Creating a spider diagram forces you to focus on the overarching topic, review existing knowledge as you organize it, and assess comprehension to determine where additional learning or information is needed. As you actively sort through the information and craft your diagram, you make new connections, which increases understanding and surfaces additional ideas.
These diagrams are quick and simple to make, and they are easy for our brains to understand because, unlike linear notes, they closely reflect how our brains are structured. These diagrams are memorable, thanks to the colors, pictures, simple keywords, and spatial structure involved. Plus, the act of building a spider diagram will help you more easily recall the information.
When to use a spider diagram
Spider diagrams can be useful for many activities, especially those involving planning or creating ideas.
Writing: By creating a spider diagram, you’ll have an overview of your subject matter that allows you to sort through and pick out your best ideas while also facilitating the discovery of new ones. You can also use it to organize your final ideas to streamline the writing process.
Studying: A spider diagram helps you understand and stay accountable for what you already know. The areas where the web diagram is hard to fill out indicate areas where you need to study harder. The act of creating a spider diagram will help you recall the information later on.
Brainstorming: Get your creative juices flowing by throwing out any and all ideas and organizing them in a spider diagram.
Taking notes: Make sense of the information you read or hear by putting your notes in a spider diagram. The info is more digestible and more memorable.
How to make a spider diagram
- Write the main topic/concept in the middle of the page and draw a circle around it.
- Draw lines from your main idea that lead out to each subtopic. You can make the line an arrow or draw a circle at the end—remember there is not a set structure to a spider diagram, so do whatever works best for you.
- Add subideas to your subtopics until you have all your information present in the diagram. Feel free to add color or customize the diagram any way you please.

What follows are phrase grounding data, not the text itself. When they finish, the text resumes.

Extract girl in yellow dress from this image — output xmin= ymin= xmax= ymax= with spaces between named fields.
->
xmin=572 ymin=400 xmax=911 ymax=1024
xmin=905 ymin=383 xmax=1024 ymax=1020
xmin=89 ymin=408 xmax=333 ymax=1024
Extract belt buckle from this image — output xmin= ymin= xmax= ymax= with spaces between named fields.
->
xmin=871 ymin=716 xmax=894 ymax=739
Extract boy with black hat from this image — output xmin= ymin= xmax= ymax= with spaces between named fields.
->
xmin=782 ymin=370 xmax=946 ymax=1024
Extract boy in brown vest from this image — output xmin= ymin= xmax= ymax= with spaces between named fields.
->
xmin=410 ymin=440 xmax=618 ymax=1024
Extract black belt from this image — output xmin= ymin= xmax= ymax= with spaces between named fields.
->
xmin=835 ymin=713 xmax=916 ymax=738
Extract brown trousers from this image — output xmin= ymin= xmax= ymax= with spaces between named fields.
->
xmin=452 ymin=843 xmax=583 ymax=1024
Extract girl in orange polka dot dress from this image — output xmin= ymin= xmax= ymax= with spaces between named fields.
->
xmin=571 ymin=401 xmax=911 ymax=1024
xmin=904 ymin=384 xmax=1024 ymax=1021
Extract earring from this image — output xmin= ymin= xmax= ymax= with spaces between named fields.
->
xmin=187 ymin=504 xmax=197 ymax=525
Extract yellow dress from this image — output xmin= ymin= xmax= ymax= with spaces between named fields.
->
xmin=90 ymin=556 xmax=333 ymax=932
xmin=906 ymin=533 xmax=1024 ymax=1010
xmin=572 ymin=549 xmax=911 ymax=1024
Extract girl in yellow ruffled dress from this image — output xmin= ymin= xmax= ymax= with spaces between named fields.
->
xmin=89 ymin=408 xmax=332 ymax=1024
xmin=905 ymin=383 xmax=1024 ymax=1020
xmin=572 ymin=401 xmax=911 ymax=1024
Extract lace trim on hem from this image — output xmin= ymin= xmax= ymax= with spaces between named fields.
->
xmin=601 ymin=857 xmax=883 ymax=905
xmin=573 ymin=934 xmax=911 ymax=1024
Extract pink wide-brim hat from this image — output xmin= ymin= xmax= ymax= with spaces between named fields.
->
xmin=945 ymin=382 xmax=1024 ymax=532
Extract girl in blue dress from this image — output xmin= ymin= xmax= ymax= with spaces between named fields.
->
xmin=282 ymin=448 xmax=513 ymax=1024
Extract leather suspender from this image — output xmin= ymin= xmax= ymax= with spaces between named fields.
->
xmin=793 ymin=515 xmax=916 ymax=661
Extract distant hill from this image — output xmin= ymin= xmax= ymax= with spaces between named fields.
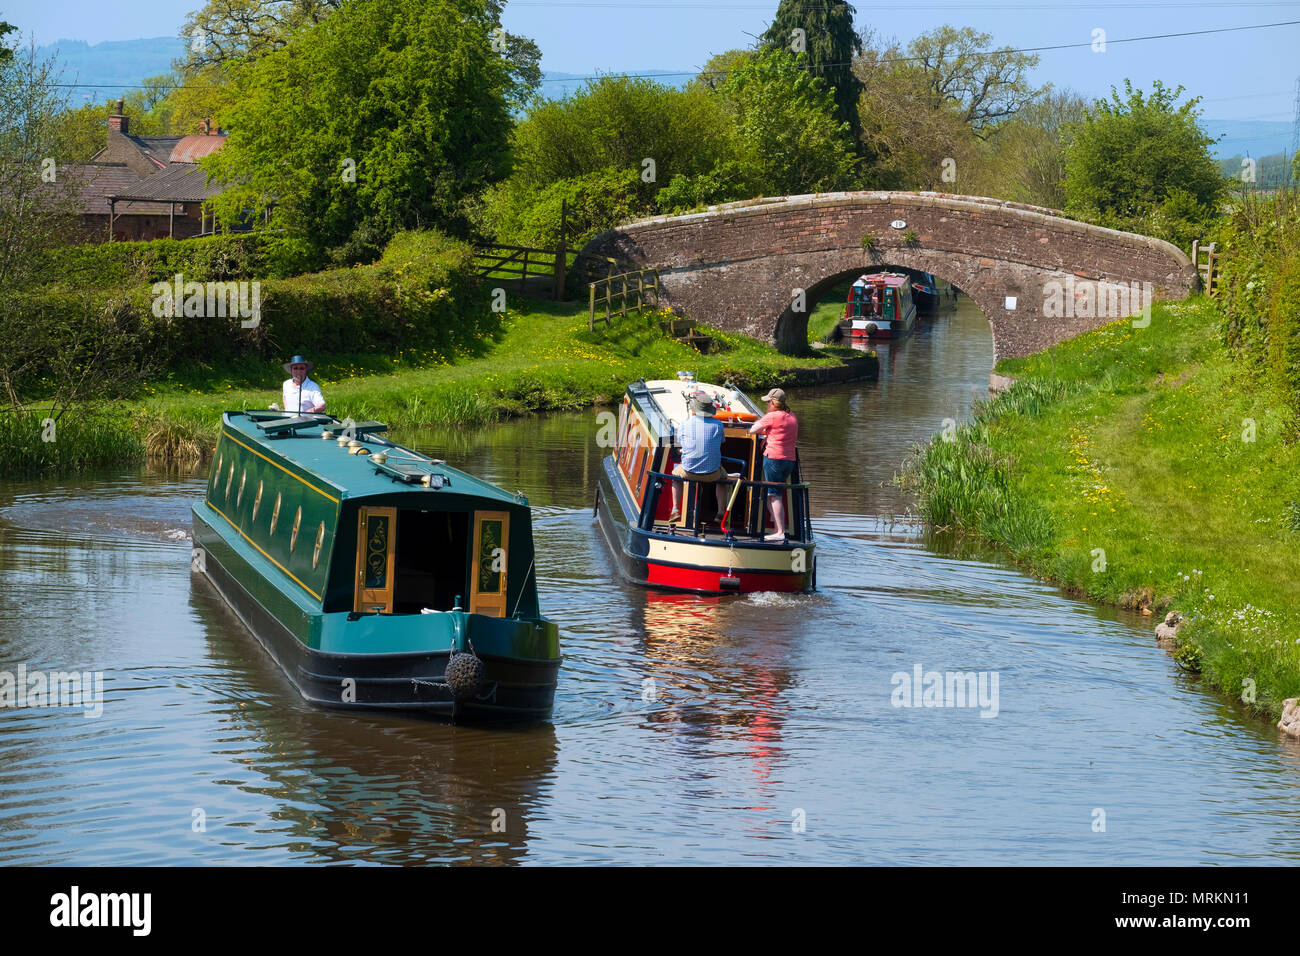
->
xmin=39 ymin=36 xmax=185 ymax=102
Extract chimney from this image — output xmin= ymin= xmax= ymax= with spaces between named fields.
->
xmin=108 ymin=98 xmax=128 ymax=136
xmin=201 ymin=117 xmax=211 ymax=135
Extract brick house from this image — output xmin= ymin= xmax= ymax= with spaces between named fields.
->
xmin=70 ymin=101 xmax=232 ymax=242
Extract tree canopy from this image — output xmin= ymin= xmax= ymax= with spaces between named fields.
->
xmin=205 ymin=0 xmax=518 ymax=253
xmin=902 ymin=26 xmax=1043 ymax=137
xmin=761 ymin=0 xmax=861 ymax=139
xmin=178 ymin=0 xmax=539 ymax=109
xmin=717 ymin=48 xmax=857 ymax=196
xmin=507 ymin=75 xmax=733 ymax=190
xmin=1063 ymin=80 xmax=1225 ymax=221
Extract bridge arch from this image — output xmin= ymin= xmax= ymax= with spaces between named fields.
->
xmin=583 ymin=192 xmax=1198 ymax=360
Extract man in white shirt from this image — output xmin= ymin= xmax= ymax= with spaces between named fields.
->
xmin=270 ymin=355 xmax=326 ymax=414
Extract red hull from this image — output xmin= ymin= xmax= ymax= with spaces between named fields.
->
xmin=645 ymin=560 xmax=809 ymax=594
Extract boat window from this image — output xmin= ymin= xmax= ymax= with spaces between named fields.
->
xmin=391 ymin=509 xmax=471 ymax=614
xmin=633 ymin=442 xmax=650 ymax=501
xmin=225 ymin=462 xmax=235 ymax=499
xmin=312 ymin=522 xmax=325 ymax=570
xmin=252 ymin=481 xmax=263 ymax=521
xmin=290 ymin=507 xmax=302 ymax=551
xmin=212 ymin=453 xmax=222 ymax=491
xmin=270 ymin=492 xmax=282 ymax=535
xmin=621 ymin=425 xmax=645 ymax=479
xmin=237 ymin=469 xmax=247 ymax=508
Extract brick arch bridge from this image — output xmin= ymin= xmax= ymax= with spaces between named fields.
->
xmin=582 ymin=192 xmax=1198 ymax=359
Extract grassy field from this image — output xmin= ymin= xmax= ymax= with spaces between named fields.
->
xmin=902 ymin=296 xmax=1300 ymax=720
xmin=103 ymin=296 xmax=841 ymax=466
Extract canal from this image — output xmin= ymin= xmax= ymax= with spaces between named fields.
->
xmin=2 ymin=296 xmax=1298 ymax=864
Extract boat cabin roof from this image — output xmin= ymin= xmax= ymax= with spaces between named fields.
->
xmin=851 ymin=272 xmax=910 ymax=289
xmin=631 ymin=379 xmax=764 ymax=437
xmin=220 ymin=410 xmax=523 ymax=508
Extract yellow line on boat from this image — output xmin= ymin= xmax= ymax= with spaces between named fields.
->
xmin=222 ymin=429 xmax=340 ymax=504
xmin=207 ymin=499 xmax=323 ymax=601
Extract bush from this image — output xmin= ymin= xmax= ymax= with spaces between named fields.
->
xmin=1267 ymin=246 xmax=1300 ymax=418
xmin=478 ymin=167 xmax=651 ymax=248
xmin=260 ymin=234 xmax=327 ymax=278
xmin=1212 ymin=189 xmax=1300 ymax=414
xmin=10 ymin=229 xmax=490 ymax=397
xmin=39 ymin=233 xmax=269 ymax=291
xmin=655 ymin=160 xmax=754 ymax=213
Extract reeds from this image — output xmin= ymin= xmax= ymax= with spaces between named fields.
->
xmin=0 ymin=408 xmax=144 ymax=477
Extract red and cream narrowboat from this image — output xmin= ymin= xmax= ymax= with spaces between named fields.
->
xmin=594 ymin=376 xmax=816 ymax=595
xmin=839 ymin=272 xmax=918 ymax=339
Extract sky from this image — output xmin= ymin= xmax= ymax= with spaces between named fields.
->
xmin=5 ymin=0 xmax=1298 ymax=148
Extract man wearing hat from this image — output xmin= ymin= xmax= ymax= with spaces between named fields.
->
xmin=270 ymin=355 xmax=327 ymax=415
xmin=749 ymin=388 xmax=798 ymax=541
xmin=670 ymin=391 xmax=730 ymax=525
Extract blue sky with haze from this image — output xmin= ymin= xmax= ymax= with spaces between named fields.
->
xmin=6 ymin=0 xmax=1298 ymax=153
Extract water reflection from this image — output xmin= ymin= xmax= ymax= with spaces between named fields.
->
xmin=188 ymin=577 xmax=560 ymax=865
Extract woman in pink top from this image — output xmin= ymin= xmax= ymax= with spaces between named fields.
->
xmin=749 ymin=388 xmax=799 ymax=541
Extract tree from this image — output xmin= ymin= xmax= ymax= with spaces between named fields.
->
xmin=855 ymin=34 xmax=977 ymax=190
xmin=718 ymin=48 xmax=857 ymax=196
xmin=1063 ymin=80 xmax=1225 ymax=223
xmin=179 ymin=0 xmax=539 ymax=109
xmin=853 ymin=26 xmax=1043 ymax=190
xmin=901 ymin=26 xmax=1044 ymax=138
xmin=179 ymin=0 xmax=344 ymax=67
xmin=981 ymin=89 xmax=1089 ymax=207
xmin=205 ymin=0 xmax=521 ymax=253
xmin=478 ymin=167 xmax=649 ymax=248
xmin=509 ymin=75 xmax=734 ymax=192
xmin=761 ymin=0 xmax=861 ymax=139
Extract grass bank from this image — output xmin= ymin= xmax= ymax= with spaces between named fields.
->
xmin=15 ymin=297 xmax=842 ymax=475
xmin=902 ymin=296 xmax=1300 ymax=720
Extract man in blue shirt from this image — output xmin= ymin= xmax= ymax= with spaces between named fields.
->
xmin=670 ymin=393 xmax=729 ymax=524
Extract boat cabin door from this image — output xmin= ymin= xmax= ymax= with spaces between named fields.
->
xmin=354 ymin=506 xmax=397 ymax=614
xmin=469 ymin=510 xmax=510 ymax=617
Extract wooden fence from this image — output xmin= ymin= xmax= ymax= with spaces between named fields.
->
xmin=471 ymin=244 xmax=624 ymax=301
xmin=588 ymin=268 xmax=660 ymax=330
xmin=1191 ymin=239 xmax=1220 ymax=297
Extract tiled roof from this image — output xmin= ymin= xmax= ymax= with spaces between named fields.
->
xmin=58 ymin=164 xmax=173 ymax=216
xmin=128 ymin=135 xmax=184 ymax=168
xmin=108 ymin=162 xmax=226 ymax=203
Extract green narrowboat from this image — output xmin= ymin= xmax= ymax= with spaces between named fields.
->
xmin=191 ymin=410 xmax=561 ymax=721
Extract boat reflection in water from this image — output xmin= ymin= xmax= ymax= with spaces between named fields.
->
xmin=634 ymin=592 xmax=796 ymax=819
xmin=188 ymin=578 xmax=559 ymax=865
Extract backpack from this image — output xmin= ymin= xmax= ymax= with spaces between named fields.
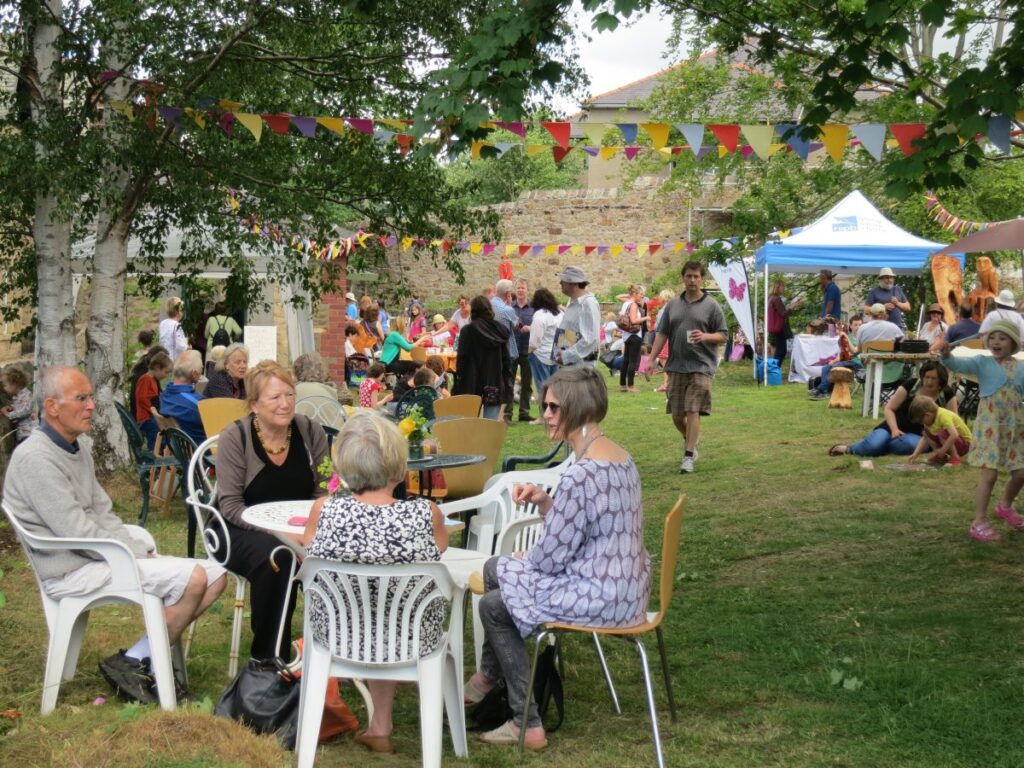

To make things even easier, try starting with a Lucidchart spider diagram template. Open the template and fill in your own information. Then customize it to fit your needs.
Don’t want to start with a spider diagram template? Pull up a blank canvas in Lucidchart and drag and drop shapes to build a spider diagram of your choice.
So next time you’ve got so many ideas that your brain feels like that Walmart Christmas commercial with the lights going off to “Carol of the Bells,” remember there is a quick and easy solution to give your thoughts a new and more effective home. Start with a spider diagram template or build your own, and never lose sight of any of those winning ideas ever again.